At first, backed by an unprecedented wave of popular support, with thousands of pro-government protesters in the streets of Athens and of numerous other European cities, SYRIZA seemed to be stealing the limelight, against its European partners that figured as reluctant to discussing even the slightest deviation from Greece’s already existing programme; a programme that has led the country in ruins and unimaginable social pain. Even if at the end of this first cycle of negotiations, and as we are enjoying the first days of this peculiar 4-month truce, Greece seems to have backed down so much that it can be regarded as defeated, its public presence and discourse in the meantime have already caused small but significant cracks on the dominant –almost monolithic– economic model that the EU has adopted since the break of the crisis in 2009. Now, whether those first cracks are going to evolve into deep rifts, causing major ruptures and even a paradigm shift in Europe’s policies, this is another story and will probably need a lot more time, and definitely the rise of ally anti-austerity forces in other European countries (most significantly in Spain) in order to unravel. For now, SYRIZA’s government seems desperately lonely, concerning European alliances, with its counterparts not daring to dispute or challenge Germany’s hegemony.

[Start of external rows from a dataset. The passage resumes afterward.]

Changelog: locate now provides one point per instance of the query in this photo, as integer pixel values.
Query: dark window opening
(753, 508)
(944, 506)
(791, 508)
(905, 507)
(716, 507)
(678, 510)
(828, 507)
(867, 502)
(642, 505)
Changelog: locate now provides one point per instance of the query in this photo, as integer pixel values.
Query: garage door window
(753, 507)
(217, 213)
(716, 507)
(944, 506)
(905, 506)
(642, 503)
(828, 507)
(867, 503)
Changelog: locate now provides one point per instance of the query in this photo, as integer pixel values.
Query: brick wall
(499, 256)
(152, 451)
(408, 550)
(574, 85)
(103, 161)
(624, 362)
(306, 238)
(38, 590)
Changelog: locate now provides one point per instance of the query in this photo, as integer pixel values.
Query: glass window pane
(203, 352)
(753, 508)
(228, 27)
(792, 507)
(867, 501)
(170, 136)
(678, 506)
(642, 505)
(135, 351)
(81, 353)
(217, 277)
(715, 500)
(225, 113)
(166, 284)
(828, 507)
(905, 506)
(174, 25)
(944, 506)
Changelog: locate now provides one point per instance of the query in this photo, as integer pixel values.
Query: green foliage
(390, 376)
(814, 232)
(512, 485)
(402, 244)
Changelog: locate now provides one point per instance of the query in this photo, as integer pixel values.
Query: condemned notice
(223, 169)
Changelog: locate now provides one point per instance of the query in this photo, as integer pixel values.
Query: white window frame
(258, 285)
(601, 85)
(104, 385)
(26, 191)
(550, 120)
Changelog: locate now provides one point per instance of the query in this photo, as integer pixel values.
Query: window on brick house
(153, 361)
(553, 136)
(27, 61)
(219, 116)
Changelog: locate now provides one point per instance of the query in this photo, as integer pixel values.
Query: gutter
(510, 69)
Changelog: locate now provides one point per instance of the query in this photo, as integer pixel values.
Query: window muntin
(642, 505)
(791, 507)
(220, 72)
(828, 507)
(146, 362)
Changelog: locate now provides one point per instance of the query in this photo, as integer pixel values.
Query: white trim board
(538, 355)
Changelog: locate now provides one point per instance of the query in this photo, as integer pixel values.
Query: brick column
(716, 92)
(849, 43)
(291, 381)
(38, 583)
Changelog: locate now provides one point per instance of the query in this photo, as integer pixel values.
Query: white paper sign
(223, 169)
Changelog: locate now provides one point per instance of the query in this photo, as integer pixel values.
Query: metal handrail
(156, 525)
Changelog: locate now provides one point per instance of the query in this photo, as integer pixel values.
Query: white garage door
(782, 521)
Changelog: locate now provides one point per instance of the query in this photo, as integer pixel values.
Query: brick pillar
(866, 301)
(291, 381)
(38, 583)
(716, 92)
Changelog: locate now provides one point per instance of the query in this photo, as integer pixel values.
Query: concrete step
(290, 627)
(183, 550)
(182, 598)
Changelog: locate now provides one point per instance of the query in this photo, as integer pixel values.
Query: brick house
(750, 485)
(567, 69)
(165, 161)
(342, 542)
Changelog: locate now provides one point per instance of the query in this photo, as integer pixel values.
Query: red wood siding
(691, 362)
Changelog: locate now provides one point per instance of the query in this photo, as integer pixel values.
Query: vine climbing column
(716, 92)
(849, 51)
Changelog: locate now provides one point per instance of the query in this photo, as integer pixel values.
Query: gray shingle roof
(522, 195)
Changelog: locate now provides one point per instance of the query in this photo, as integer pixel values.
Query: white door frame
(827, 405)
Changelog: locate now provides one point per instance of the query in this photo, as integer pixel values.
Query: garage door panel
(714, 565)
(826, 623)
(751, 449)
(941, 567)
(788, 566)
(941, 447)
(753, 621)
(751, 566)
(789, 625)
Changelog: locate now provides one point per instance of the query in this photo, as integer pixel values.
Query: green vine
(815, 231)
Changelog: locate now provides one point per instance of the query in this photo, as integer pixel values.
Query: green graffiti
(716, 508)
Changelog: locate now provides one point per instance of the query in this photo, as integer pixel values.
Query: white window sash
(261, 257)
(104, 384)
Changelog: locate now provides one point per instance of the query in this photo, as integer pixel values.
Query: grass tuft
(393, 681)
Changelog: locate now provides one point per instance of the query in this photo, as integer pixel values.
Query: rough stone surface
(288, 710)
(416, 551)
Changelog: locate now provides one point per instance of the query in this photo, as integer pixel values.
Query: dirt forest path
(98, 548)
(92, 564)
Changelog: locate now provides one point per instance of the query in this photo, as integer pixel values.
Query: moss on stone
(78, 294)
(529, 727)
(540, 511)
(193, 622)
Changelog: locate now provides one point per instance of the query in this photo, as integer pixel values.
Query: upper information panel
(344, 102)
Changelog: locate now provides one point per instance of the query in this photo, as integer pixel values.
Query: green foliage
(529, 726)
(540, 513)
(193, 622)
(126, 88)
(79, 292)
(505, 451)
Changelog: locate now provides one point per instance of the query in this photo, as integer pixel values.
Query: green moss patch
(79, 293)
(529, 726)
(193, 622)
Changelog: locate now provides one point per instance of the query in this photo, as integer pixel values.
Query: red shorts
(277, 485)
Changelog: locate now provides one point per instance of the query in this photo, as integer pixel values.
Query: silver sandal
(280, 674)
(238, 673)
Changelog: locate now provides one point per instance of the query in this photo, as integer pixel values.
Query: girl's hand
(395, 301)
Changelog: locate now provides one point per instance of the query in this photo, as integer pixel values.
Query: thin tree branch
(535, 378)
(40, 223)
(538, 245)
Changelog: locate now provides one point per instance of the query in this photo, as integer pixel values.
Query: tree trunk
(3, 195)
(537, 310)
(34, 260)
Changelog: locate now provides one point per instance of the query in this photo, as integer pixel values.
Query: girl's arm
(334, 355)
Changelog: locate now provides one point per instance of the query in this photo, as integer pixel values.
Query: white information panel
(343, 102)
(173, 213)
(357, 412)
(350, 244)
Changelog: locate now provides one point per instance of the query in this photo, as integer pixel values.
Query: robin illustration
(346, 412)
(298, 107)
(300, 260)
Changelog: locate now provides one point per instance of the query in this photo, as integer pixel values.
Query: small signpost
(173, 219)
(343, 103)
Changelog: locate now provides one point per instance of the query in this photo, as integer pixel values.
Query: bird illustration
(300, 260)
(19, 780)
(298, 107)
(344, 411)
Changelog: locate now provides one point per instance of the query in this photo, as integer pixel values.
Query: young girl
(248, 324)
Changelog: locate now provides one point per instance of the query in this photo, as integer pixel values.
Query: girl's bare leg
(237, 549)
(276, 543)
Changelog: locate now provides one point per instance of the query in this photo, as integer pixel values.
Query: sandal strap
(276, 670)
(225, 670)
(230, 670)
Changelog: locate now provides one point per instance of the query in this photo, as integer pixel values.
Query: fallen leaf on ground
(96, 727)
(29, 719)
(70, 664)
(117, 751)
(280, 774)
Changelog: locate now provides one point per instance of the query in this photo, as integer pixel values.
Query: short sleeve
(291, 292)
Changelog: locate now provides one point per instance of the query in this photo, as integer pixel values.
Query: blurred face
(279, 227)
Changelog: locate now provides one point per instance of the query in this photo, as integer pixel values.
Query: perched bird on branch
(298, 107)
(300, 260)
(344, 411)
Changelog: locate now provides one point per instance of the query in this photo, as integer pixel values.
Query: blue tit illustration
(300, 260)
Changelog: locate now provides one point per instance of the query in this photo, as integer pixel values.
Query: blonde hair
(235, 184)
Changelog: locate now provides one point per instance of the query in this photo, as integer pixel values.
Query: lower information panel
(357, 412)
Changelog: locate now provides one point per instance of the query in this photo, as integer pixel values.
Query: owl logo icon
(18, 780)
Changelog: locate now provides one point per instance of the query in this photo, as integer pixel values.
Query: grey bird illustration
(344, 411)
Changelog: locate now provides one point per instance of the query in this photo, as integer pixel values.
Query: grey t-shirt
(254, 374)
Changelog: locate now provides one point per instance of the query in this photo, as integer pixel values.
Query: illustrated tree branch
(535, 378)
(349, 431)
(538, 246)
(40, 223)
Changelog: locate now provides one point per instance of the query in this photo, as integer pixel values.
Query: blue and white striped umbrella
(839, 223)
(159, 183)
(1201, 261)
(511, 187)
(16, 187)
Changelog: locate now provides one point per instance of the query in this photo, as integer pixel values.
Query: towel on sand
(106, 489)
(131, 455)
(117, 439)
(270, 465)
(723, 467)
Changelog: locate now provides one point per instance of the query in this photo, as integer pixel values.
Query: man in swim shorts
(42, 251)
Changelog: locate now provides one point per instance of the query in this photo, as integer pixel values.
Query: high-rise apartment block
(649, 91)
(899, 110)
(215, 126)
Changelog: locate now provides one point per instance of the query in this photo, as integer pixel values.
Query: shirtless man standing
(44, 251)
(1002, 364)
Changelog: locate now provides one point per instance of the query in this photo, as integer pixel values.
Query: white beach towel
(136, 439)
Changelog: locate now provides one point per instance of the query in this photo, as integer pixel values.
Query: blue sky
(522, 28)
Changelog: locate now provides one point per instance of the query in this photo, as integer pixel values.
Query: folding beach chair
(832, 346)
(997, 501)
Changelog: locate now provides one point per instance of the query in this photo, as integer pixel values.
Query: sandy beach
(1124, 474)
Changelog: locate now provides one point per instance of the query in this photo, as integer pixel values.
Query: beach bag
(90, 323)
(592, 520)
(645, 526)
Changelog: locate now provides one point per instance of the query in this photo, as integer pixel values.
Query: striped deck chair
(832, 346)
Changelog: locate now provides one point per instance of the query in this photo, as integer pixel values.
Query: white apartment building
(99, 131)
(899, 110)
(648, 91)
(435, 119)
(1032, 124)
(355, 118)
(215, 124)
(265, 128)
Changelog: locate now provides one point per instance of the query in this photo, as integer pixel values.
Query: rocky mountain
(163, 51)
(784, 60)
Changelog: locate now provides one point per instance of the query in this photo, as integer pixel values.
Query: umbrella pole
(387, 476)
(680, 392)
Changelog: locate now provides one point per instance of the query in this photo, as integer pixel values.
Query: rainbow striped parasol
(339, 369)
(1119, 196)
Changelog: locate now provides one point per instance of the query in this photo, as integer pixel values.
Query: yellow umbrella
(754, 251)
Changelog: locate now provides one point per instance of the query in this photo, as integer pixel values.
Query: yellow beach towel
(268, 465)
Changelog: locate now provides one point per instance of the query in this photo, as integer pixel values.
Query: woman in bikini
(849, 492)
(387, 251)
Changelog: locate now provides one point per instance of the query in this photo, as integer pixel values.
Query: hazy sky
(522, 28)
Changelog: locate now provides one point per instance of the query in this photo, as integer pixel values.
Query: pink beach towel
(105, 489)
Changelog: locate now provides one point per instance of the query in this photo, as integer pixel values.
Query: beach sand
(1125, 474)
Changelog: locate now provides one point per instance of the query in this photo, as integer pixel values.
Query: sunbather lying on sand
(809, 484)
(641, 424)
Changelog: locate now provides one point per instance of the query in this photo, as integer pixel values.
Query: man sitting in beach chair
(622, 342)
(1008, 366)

Nevertheless, what SYRIZA has already managed to achieve, is to expose in a crystal clear way Europe’s post-democratic, and indeed anti-democratic face. Its main weapon at the negotiations was that it had a clear popular mandate to end the policies of austerity –dictated by the notorious ‘memorandum’ and checked by the equally notorious ‘troika’– and to move towards an alternative path with the aim to ease social pain, reverse the humanitarian crisis, and pursue a redistribution of wealth in favour of the lower and middle social strata, through the progressive reform of the country’s deeply flawed taxation system. Hardly a ‘radical-left’ programme! One would even be right to point out that mainstream social-democracy had proposed and implemented quite more radical policies back in its ‘golden years’ after the late 1940s.
However, the rather cynical answer of Greece’s European partners to SYRIZA’s intention to start implementing the programme for which it was voted, was a strict and blunt ‘no’. SYRIZA’s suggestions where perceived as unthinkable, ‘irresponsible’, or even outrageous. In this way, Europe’s leading figures practically reduced democratic elections to a hollow façade, a ritual without actual content and impact on the lives of citizens, since they expected the new Greek government to implement the exact same set of policies with the previous one. Their concerns had nothing to do with democratic legitimation, but rather with a pressing demand to the Greek government to strictly ‘comply with the rules’, meaning Eurogroup’s directives and a set of measures that are predetermined on a technocratic level, at top negotiations, and behind closed doors. The fact that a democratic electorate in a sovereign member state –i.e. Greece– had just overwhelmingly rejected this very agenda, seemed of little importance. What is more, the fact that the programme advocated by Greece’s European partners had continuously failed in its projections, producing more recession and more unemployment than it had estimated, and leading the debt to GDP ratio to rise, rather than drop, seemed of equally little importance, while the institutions responsible for this utter failure stand reluctant to articulate even a moderate bit of self-critique.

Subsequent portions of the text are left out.